Theory NotebookMath for LLMs

Online Experimentation and AB Testing

Evaluation and Reliability / Online Experimentation and AB Testing

Run notebook
Theory Notebook

Theory Notebook

Converted from theory.ipynb for web reading.

Online Experimentation and AB Testing

Online experiments connect offline model evidence to causal user and system impact through randomized comparison, statistical inference, and trust checks.
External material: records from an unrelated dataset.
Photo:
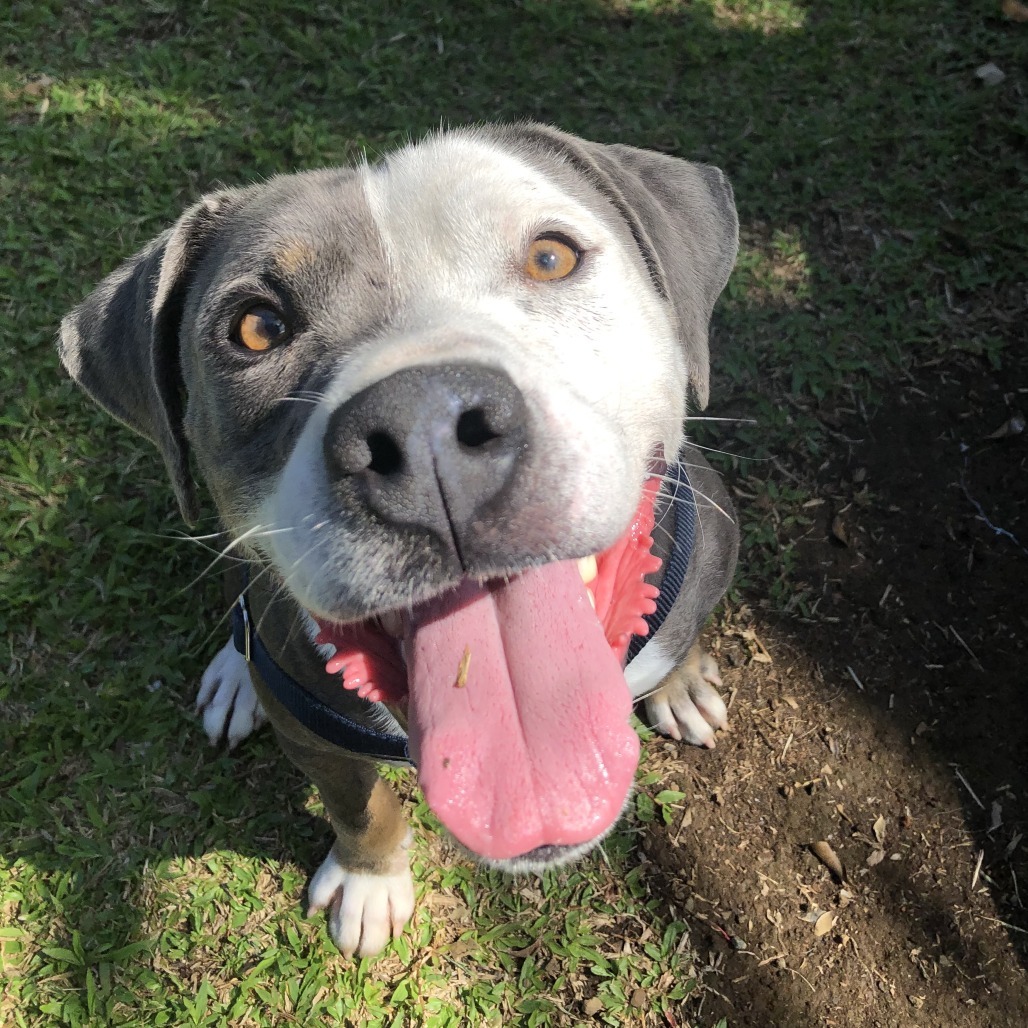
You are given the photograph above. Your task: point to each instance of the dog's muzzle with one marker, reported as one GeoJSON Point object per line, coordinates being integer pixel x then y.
{"type": "Point", "coordinates": [430, 446]}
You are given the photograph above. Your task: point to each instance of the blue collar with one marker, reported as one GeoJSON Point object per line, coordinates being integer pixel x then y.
{"type": "Point", "coordinates": [341, 731]}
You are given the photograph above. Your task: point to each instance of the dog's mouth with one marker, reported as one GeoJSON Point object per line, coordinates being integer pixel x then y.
{"type": "Point", "coordinates": [517, 706]}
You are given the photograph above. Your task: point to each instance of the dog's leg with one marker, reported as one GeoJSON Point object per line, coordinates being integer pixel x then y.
{"type": "Point", "coordinates": [365, 881]}
{"type": "Point", "coordinates": [686, 705]}
{"type": "Point", "coordinates": [230, 707]}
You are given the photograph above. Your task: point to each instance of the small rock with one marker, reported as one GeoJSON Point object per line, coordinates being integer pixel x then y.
{"type": "Point", "coordinates": [990, 74]}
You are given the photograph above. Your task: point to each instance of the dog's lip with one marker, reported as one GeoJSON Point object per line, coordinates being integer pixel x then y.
{"type": "Point", "coordinates": [393, 623]}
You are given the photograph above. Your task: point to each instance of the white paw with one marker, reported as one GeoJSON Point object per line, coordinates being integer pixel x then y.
{"type": "Point", "coordinates": [365, 910]}
{"type": "Point", "coordinates": [687, 704]}
{"type": "Point", "coordinates": [230, 707]}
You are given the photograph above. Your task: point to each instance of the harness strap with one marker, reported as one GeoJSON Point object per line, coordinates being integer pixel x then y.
{"type": "Point", "coordinates": [304, 706]}
{"type": "Point", "coordinates": [684, 499]}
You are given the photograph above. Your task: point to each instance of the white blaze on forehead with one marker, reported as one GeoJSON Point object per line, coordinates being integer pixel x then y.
{"type": "Point", "coordinates": [452, 209]}
{"type": "Point", "coordinates": [455, 214]}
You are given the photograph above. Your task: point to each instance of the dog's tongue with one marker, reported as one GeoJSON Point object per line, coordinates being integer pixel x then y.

This notebook is the executable companion to notes.md. It uses synthetic data so the evaluation mathematics can run anywhere without external files.

Code cell 2

import numpy as np
import matplotlib.pyplot as plt
import matplotlib as mpl

try:
    import seaborn as sns
    sns.set_theme(style="whitegrid", palette="colorblind")
    HAS_SNS = True
except ImportError:
    plt.style.use("seaborn-v0_8-whitegrid")
    HAS_SNS = False

mpl.rcParams.update({
    "figure.figsize":    (10, 6),
    "figure.dpi":         120,
    "font.size":           13,
    "axes.titlesize":      15,
    "axes.labelsize":      13,
    "xtick.labelsize":     11,
    "ytick.labelsize":     11,
    "legend.fontsize":     11,
    "legend.framealpha":   0.85,
    "lines.linewidth":      2.0,
    "axes.spines.top":     False,
    "axes.spines.right":   False,
    "savefig.bbox":       "tight",
    "savefig.dpi":         150,
})
np.random.seed(42)
print("Plot setup complete.")

Code cell 3

import math

COLORS = {
    "primary":   "#0077BB",
    "secondary": "#EE7733",
    "tertiary":  "#009988",
    "error":     "#CC3311",
    "neutral":   "#555555",
    "highlight": "#EE3377",
}

def header(title):
    print("\n" + "=" * 80)
    print(title)
    print("=" * 80)

def check_true(condition, message):
    print(f"{'PASS' if bool(condition) else 'FAIL'} - {message}")
    assert bool(condition)

def check_close(actual, expected, tol=1e-8, message="values close"):
    ok = abs(actual - expected) <= tol
    print(f"{'PASS' if ok else 'FAIL'} - {message}: actual={actual:.6f}, expected={expected:.6f}")
    assert ok

def bootstrap_mean_ci(values, B=1000, alpha=0.05):
    values = np.asarray(values, dtype=float)
    idx = np.random.randint(0, len(values), size=(B, len(values)))
    boot = values[idx].mean(axis=1)
    lo, hi = np.quantile(boot, [alpha / 2, 1 - alpha / 2])
    return float(values.mean()), float(lo), float(hi)

def sigmoid(x):
    return 1 / (1 + np.exp(-x))

print("Evaluation helper functions loaded.")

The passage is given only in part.